アイザックはすまし顔で、集めたカードをシャッフルした。
「次はトゥーレとピケも呼んで、別のボードゲームをしようか?」
「あっ、わたし、やってみたいゲーム、ありますっ!」
「なら私は、紅茶と茶菓子のおかわりを用意します」
アイザックの提案に、モニカとシリルが立ち上がる。
ラウルは時計を見た。散歩中のトゥーレとピケが戻ってくるまで、まだ少しかかるだろう。それなら、夕食の下拵えだけでも先に済ませておきたい。
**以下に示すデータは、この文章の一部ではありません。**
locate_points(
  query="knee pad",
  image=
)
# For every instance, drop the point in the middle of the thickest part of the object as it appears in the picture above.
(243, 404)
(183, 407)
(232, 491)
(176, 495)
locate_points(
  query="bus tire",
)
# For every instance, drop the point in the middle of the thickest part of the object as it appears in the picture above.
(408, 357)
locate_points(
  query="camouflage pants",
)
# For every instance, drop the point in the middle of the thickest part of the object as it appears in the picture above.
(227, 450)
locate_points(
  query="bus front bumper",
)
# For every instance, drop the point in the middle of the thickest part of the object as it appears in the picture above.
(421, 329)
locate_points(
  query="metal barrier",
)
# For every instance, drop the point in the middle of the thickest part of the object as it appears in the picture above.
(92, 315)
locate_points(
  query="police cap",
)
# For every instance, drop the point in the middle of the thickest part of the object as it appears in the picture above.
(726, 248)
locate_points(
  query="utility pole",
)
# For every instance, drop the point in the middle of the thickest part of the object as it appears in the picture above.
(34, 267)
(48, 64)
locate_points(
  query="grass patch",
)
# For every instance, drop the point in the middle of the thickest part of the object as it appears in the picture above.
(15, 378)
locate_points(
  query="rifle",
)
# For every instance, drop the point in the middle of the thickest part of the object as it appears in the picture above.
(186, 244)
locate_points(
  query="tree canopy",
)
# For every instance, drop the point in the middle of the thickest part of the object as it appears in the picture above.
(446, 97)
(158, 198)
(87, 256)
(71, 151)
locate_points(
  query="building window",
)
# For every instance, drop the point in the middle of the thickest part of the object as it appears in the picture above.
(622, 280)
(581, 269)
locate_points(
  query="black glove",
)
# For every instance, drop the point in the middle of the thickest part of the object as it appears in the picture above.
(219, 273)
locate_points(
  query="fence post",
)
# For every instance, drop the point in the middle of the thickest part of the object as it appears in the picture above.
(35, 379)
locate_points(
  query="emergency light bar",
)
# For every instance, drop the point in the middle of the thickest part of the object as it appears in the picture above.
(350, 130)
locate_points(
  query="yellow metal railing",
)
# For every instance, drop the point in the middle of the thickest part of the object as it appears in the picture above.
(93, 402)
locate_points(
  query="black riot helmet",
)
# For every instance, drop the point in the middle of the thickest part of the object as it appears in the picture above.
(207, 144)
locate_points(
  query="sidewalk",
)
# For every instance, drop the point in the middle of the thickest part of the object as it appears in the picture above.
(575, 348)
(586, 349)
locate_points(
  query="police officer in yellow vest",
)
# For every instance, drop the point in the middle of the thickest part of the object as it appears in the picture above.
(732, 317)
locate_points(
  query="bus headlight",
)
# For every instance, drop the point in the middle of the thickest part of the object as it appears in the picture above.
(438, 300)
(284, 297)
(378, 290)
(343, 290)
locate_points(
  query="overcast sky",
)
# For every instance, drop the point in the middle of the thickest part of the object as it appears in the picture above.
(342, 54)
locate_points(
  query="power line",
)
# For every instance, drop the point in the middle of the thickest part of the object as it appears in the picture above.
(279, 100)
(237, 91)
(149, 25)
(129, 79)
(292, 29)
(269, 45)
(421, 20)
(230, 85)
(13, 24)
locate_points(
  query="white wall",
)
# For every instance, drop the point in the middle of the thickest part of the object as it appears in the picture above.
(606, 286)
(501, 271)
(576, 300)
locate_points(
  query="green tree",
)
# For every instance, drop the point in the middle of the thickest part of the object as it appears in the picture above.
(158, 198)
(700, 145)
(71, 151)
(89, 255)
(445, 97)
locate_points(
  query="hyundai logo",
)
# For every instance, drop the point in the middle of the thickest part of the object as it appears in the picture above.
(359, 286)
いつもは時間の使い方なんて気にしないけれど、今日はたっぷり遊びたいのだ。
「じゃあオレ、夕飯の下拵えしてくる! 肉料理は、昨日アイザックが作ってくれたのが、まだいっぱいあるから……えーっと、スープの具は何がいいかな」
今朝採れた野菜、食材のストック、アイザックが昨日作ってくれたメニュー、それらを加味して、最適なスープについて考える。答えはすぐに出た。
ラウルがそれを口にするより早く、モニカが「あっ」と声をあげる。
「ニンジン食べたいの顔ですね!」
「正解!」
ラウルは満面の笑顔で、モニカと両手をパチンと打ち合わせた。
二人の背後で、ウォーカー氏がしかめっ面になりました。